Simple Division of The Vascular Ring and Dissection of The Arch Is Enough To Relief Tracheosophageal Compression

  • Prof Mohamed-Adel Elgamal, Departments of Congenital & Pediatric Cardiac Surgery, Mansoura University Children's Hospital, Mansour, Egypt
  • Prof Hala AlMarsafawy, Pediatric Cardiology. Mansoura University Children's Hospital, Mansoura, Egypt
  • A/Prof Nour Eldin Gwely, Departments of Congenital & Pediatric Cardiac Surgery, Mansoura University Children's Hospital, Mansour, Egypt
  • Lecturer Gehan Alsawah, Pediatric Cardiology. Mansoura University Children's Hospital, Mansoura, Egypt
  • Background: Vascular rings represent less than 1% of all congenital cardiac defects. Some surgical litirature stressed the importance of aortopexy to prevent recurrence of the symptoms.

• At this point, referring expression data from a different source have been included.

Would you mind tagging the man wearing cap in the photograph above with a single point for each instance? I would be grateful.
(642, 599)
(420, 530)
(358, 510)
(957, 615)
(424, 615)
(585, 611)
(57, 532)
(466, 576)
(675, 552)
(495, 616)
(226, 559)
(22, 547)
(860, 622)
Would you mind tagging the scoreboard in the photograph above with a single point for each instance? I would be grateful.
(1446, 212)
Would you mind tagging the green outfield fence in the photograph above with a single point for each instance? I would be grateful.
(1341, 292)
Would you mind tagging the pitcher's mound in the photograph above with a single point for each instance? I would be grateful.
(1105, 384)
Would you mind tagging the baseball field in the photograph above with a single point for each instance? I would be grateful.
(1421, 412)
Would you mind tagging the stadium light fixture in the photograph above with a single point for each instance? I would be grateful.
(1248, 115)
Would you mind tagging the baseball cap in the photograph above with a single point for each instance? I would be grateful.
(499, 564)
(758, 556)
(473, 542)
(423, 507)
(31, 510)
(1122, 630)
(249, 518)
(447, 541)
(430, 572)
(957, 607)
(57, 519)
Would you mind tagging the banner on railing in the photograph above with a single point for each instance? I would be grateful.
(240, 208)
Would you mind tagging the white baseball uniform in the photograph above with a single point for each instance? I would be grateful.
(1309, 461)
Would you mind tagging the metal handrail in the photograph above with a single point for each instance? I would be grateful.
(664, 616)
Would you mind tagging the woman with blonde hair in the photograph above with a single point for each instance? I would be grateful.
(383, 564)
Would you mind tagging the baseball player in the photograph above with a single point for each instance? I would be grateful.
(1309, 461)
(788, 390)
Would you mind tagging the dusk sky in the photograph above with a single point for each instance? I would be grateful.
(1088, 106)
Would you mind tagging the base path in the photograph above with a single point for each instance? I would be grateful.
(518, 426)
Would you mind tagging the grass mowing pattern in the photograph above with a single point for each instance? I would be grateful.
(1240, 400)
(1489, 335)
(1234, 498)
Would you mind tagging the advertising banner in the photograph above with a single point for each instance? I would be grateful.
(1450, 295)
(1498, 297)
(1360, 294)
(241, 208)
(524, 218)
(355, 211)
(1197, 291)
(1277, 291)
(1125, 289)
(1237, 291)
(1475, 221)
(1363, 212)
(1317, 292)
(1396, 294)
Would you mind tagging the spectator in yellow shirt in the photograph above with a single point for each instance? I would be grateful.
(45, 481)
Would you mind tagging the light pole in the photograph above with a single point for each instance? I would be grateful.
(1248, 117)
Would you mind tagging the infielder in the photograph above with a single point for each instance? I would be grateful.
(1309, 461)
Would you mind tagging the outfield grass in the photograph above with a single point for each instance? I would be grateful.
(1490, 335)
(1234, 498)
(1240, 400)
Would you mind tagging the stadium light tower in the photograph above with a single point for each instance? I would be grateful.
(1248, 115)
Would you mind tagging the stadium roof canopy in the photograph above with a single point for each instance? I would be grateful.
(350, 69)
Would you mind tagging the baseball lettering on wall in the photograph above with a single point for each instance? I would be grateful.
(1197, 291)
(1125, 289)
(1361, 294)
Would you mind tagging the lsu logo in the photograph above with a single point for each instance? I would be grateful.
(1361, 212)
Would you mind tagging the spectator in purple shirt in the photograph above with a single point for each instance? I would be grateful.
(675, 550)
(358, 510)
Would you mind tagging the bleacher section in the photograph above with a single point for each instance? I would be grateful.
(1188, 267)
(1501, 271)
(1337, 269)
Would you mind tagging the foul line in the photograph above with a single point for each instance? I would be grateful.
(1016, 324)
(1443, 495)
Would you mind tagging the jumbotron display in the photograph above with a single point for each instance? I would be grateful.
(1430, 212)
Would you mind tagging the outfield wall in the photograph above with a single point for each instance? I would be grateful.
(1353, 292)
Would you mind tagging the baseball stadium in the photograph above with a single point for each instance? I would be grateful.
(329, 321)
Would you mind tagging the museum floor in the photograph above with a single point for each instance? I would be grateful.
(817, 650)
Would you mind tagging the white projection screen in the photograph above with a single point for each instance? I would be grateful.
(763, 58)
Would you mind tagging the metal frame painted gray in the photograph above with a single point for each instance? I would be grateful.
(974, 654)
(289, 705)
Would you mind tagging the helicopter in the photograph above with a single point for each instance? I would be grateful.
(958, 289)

    Objective: To evaluate our intermediate-term results with just simple division, with full arch mobilization.
    Patients and Methods: From October 2004 to October 2008, 13 patients were diagnosed with vascular ring . Age ranged from 7 days to 44 months, there were 7 males and 6 females. Stridor was present in all patients. Echocardiography and CT angiography were done for all patients. Multisclice CT was done in last four patients.
    Results: Eight patients had double aortic arch, and 4 patients had right aortic arch with left ligamentum arteriosum and aberrant left subclavian artery, and one patient had pulmonary artery sling. Approach was through left posterolateral thoracotomy in all, but one patient. The non-dominant arch was dissected, divided and both ends were sutured. Full dissection of the divided arch and the dominant arch with complete removal of all fibrous bands between the arch and the trachea and esophagus was then done. There was no operative or late mortality. Three patients developed chylothorax, only one required thoracic duct ligation. Mean follw up was 30±5 months (range 4─48). All patients had full relieve of their symptoms.
    Conclusions: Simple division of the non-dominant arch with full mobilization of the dominant arch and removal of all adhesive fibrous bands between the arch and the trachea and esophagus is enough for cure. No need for additional surgical maneuvers.